Between this and Argo, boy has American cinema turned an endlessly complicated event into a two-dimensional construct. Historical context or a decent grasp on the complexities at play? Don’t look here. Compelling and multi-layered characters? Nope, try again. But at least you get an international cast playing at accents. (Yeah, I mean you, Adrien Brody!) Well, except for Salma Hayek.
Septembers of Shiraz, or Enemy Territory depending on the location, follows a wealthy Iranian Jewish family as the revolution erupts around them. Do they support or oppose the revolution? I couldn’t tell you, but it isn’t long until Brody’s patriarch is imprisoned, tortured, and vainly trying to plead for mercy and escape. Hayek keeps the home fire burning, tries to get information on where her husband is and his alleged crimes, all the while sparring with the longtime housekeeper (Shohreh Aghdashloo, once again too good for the material handed to her). That’s it, that’s the entire movie.

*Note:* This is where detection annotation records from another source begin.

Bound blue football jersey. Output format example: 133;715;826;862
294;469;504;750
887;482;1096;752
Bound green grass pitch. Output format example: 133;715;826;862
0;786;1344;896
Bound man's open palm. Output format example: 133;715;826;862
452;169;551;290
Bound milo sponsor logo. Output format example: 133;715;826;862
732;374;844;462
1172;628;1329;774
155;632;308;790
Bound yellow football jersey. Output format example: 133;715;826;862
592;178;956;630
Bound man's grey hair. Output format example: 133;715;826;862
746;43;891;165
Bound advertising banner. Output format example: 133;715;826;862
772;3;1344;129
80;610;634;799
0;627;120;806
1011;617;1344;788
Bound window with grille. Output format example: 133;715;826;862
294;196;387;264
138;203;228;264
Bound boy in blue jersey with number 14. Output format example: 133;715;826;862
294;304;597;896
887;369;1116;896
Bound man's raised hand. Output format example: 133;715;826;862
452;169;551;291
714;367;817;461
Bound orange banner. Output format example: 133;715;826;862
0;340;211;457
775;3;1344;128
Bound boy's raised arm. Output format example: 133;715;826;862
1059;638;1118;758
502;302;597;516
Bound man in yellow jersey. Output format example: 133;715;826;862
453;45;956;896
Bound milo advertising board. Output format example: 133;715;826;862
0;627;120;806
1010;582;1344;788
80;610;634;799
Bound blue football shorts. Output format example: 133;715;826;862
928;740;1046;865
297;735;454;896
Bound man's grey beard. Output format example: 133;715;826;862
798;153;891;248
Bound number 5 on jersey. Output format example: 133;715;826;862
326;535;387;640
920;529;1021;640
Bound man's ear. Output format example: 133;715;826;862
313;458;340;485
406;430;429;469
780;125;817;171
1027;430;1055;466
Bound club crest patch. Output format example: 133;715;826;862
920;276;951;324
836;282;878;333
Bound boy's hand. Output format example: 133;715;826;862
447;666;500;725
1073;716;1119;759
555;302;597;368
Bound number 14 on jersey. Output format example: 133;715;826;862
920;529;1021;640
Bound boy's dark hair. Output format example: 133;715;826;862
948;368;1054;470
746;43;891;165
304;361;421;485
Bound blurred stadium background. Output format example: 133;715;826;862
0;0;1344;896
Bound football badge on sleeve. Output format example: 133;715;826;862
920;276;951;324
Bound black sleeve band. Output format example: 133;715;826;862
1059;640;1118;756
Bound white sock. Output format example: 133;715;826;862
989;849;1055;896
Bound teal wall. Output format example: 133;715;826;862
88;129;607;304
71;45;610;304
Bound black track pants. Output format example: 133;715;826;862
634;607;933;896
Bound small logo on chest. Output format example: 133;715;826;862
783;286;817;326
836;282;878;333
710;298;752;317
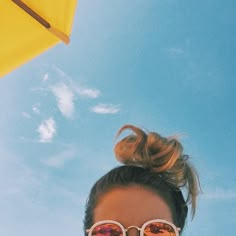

If you’re wondering if there’s a happy ending and a reunion, there is. The myopic view of a fraught time demands a simplistic ending, just as it demands simplistic heroes and villains. The elites are poor victims of an ungrateful lower class, the revolutionaries are greedy thieves, and very little is made of the political and religious ideologies at play. What do you get? Another generic pseudo-history from Hollywood that’s too narrow-minded to develop anything beyond totems and slogans.